The narrative followed the murder of a personified American Dream by corporate fat cats in the style of Greek theater. Later, actors held mock trials of J.P. Morgan Chase and Goldman Sachs in front of their respective office buildings on Main Street.
Lee says the response from passersby was generally good. “The great thing about street theater is that it takes facts and figures that usually people don’t want to pay attention to … and it makes it so you do want to pay attention,” she says.
At Pioneer Park, “there were a lot of incidents of violence and disorderly conduct,” former Occupier Seth Walker says, but at Gallivan Plaza, “we were extremely straight in self-policing, making sure there were no drugs, no alcohol. We stayed really clean-nosed at that site so that we could be more accessible to people who disagreed with us, and we were more approachable so people didn’t feel threatened trying to come in and express their curiosity.”
Just because they weren’t evicted doesn’t mean they didn’t face opposition from police, though. “With all the oppression that was kind of kicked up around it, the only thing that Occupy really had to fight against to make their voices heard was the local law enforcement,” Walker says.
He recalls multiple incidents where police officers entered the camp in the middle of the night, saying that new restrictions had been placed upon the Occupiers. Once, “an officer came out at 2 a.m. and started shaking tents down, saying he was going to arrest anyone he found asleep,” Walker says. When Walker confronted the officer about the new restrictions, the officer told him that he had been given direct orders from Deputy Chief Mike Brown that five people had to be awake at all times and that they were no longer allowed to have sleeping bags. Walker says protesters were later able to contact Brown who denied that he had given the orders and apologized to the group.
“Seth and I talked, I don’t know, some days five, six, seven, eight times on the phone,” Brown says. “There were always issues and different concerns.” Brown says the incident at 2 a.m. was a misunderstanding. “It was never that rigid. I think it was just a misunderstanding on an officer that was wandering through there one night making sure things were OK.”
Despite these challenges, the camp continued to operate at Gallivan Plaza until April 6, when members relocated to Library Square. By then, however, their already modest numbers had dwindled. “There was practically no one there,” Walker says.
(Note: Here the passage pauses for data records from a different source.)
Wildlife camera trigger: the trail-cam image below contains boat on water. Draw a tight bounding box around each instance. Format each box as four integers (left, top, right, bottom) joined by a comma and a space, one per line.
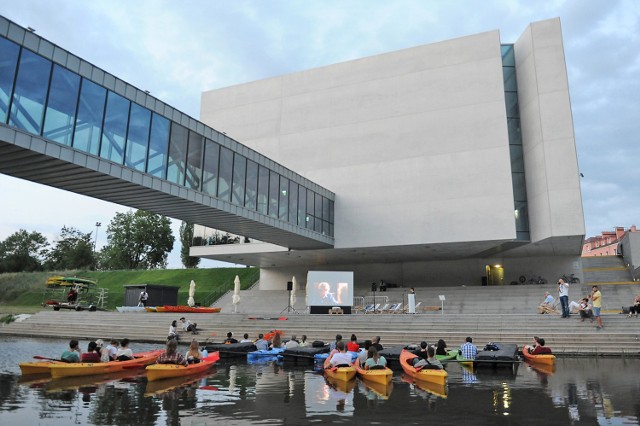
49, 349, 162, 379
400, 374, 447, 399
456, 353, 474, 369
247, 348, 284, 361
353, 360, 393, 385
436, 349, 458, 361
280, 346, 329, 363
400, 349, 449, 385
144, 371, 217, 396
156, 305, 222, 314
204, 342, 257, 358
46, 368, 144, 392
146, 352, 220, 382
362, 380, 393, 399
522, 345, 556, 365
475, 342, 520, 371
18, 360, 64, 376
324, 358, 356, 382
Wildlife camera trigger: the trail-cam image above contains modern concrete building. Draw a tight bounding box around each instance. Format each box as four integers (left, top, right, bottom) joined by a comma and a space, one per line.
196, 19, 585, 289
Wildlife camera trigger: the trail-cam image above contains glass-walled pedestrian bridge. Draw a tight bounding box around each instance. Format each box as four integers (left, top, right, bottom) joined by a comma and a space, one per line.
0, 17, 335, 249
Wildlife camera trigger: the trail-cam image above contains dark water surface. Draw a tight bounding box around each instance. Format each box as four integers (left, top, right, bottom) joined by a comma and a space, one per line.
0, 337, 640, 426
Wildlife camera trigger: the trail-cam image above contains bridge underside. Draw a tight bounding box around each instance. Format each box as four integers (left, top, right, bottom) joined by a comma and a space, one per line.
0, 124, 333, 250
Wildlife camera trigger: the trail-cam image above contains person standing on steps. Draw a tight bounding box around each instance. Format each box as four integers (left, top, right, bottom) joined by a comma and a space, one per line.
591, 285, 602, 330
558, 278, 569, 318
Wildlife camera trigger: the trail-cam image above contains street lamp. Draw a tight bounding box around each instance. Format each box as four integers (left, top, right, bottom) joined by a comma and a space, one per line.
93, 222, 102, 254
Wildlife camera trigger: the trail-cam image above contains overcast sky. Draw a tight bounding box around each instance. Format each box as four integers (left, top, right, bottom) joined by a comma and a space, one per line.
0, 0, 640, 268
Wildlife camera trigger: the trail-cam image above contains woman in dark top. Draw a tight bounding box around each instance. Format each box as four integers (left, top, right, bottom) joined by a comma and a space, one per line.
436, 339, 447, 355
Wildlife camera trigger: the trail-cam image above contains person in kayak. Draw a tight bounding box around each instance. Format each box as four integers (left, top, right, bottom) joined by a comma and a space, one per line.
187, 339, 204, 364
156, 339, 189, 367
80, 341, 100, 362
116, 338, 133, 361
60, 339, 82, 362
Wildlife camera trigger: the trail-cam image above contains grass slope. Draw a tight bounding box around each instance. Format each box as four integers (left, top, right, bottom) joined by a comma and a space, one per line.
0, 268, 260, 312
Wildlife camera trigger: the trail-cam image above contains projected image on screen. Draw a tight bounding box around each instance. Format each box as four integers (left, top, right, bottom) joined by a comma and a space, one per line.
307, 271, 353, 306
The few remaining Occupiers were gone by June.
Message Not Received
Tim Chambless, a political-science professor at the University of Utah, believes the Occupy movement ultimately failed.
Unlike historical movements such as the anti-Vietnam War protests and the civil-rights movement, Occupy did not succeed in changing any government policies, he noted.
“The Occupy movement was a response by desperately poor people ... to economic circumstances—not public policy, not segregation laws, not the military draft and undeclared war—but economic circumstances that were the worst in our country since the 1930s,” Chambless says.
When all was said and done, the political, social, and economic landscape of Salt Lake City, and the country as a whole, changed little as a result of the Occupy movement. Corporate fat cats were still profiting. Politicians were still focused on keeping their corporate contributors happy. Occupiers’ dreams of widespread revolution, of an overhaul of the socioeconomic system, have yet to become reality.
Police Chief Chris Burbank also feels that the Occupy movement was more of an expression of discontent than a plan of action. “I certainly think that there was some expression and that you had people who were unhappy with the situation and what was going on. I think that message was received, but unfortunately—as you look across the country—I don’t think that message was received by the political entities that make the decisions,” he says.